La sua storia e la sua scelta di guardare al domani del suo popolo, piuttosto che alla sofferenza ingiusta a cui egli fu costretto, ci indicano con chiarezza la strada per il progresso della sua nazione, ma anche di tutte le nostre singole vite.

Un'altra storia, che ho conosciuto in questi giorni, mi fa vedere come abbiamo un bisogno continuo di persone che hanno seguito fino in fondo i valori in cui credono. Il suo nome era August Landmesser. Un giorno del 1936 a Amburgo rifiutò di alzare il braccio nel saluto nazista, come invece faceva la folla attorno a lui.
La fotografia si trova esposta al centro di documentazione “Topografia del terrore” presso il vecchio quartier generale della Gestapo a Berlino: era stata scattata nel 1936 e ritrae la folla che faceva il saluto nazista per celebrare la partenza dal porto della nave Blohm & Voss.

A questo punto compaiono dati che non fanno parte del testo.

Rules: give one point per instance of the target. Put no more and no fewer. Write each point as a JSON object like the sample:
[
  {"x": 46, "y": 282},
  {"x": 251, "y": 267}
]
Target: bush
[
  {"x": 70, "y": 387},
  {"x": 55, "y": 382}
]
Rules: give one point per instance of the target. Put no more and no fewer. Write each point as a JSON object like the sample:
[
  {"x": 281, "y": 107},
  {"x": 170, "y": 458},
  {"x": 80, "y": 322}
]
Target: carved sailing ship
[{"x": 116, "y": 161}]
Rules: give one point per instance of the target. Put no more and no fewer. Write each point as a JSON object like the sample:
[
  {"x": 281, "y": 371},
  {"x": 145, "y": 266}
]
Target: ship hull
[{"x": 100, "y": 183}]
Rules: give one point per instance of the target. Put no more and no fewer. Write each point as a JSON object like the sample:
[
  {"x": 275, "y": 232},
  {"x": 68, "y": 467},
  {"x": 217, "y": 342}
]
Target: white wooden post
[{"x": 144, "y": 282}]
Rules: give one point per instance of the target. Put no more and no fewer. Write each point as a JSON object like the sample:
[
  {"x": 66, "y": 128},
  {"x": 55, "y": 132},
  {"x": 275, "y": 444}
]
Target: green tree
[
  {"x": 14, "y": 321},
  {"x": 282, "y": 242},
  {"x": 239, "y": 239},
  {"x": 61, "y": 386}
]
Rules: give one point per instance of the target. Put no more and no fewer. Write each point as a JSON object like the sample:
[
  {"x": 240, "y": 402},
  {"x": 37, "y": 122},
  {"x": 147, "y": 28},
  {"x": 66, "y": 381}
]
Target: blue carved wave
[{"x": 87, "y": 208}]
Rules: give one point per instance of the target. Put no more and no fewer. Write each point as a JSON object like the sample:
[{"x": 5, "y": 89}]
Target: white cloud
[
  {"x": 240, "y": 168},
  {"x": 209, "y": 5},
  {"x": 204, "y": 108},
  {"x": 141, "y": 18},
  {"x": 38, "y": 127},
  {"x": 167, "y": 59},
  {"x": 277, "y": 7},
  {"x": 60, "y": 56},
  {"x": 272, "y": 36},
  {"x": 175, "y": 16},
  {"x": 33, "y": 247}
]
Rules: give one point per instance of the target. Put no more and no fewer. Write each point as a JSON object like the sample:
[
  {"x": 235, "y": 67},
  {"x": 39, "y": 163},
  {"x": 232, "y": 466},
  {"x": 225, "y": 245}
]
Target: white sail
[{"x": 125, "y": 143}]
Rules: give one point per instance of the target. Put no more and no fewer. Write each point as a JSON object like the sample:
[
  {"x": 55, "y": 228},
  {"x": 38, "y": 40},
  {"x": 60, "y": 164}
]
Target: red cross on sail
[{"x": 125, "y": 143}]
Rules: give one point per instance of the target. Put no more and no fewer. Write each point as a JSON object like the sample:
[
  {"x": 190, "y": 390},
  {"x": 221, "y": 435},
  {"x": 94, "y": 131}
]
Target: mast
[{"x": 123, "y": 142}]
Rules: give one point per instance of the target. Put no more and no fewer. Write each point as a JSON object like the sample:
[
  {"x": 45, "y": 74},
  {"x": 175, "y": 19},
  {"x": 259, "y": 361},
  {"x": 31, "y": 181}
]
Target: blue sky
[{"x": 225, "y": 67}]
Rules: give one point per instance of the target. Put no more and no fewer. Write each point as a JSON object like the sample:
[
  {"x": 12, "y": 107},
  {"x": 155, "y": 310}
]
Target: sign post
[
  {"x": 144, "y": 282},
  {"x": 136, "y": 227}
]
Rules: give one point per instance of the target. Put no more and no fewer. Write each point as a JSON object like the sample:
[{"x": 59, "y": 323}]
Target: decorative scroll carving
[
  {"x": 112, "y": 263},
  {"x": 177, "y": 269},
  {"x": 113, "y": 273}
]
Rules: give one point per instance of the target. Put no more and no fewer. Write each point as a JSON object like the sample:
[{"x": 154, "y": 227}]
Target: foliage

La fotografia simboleggia il coraggio di August Landmesser nel dire “no”. Nel 1936 l'uomo lavorava come operaio ai cantieri navali di Amburgo. Alla cerimonia era presente anche Adolf Hitler, si legge nel testo che al centro di Berlino accompagna la fotografia.

“August Landmesser aveva le sue buone ragioni per non fare il saluto nazista – si legge sull'edizione online del Washington Post -. Nel 1935 il giovane aveva sposato una ragazza ebrea, Irma Eckler. La loro unione era vietata dalla legge nazista. Landmesser era stato escluso dal partito, al quale aveva aderito nel 1931.
Lui e la moglie erano stati arrestati nel 1938 e condotti in carcere per aver disonorato la razza. Nel 1941 l'uomo era stato mandato a combattere al fronte e di lui non si avevano più avute notizie, così come della moglie, morta forse in carcere o in un campo di concentramento. Le loro due bambine, Ingrid e Irene, erano state chiuse in un orfanotrofio ed erano sopravvissute alla guerra. Nel 1991 Irene aveva visto la fotografia pubblicata da un giornale tedesco e vi aveva riconosciuto suo padre.
Abbiamo tutti bisogno di eroi, che diano coraggio alle nostre giornate.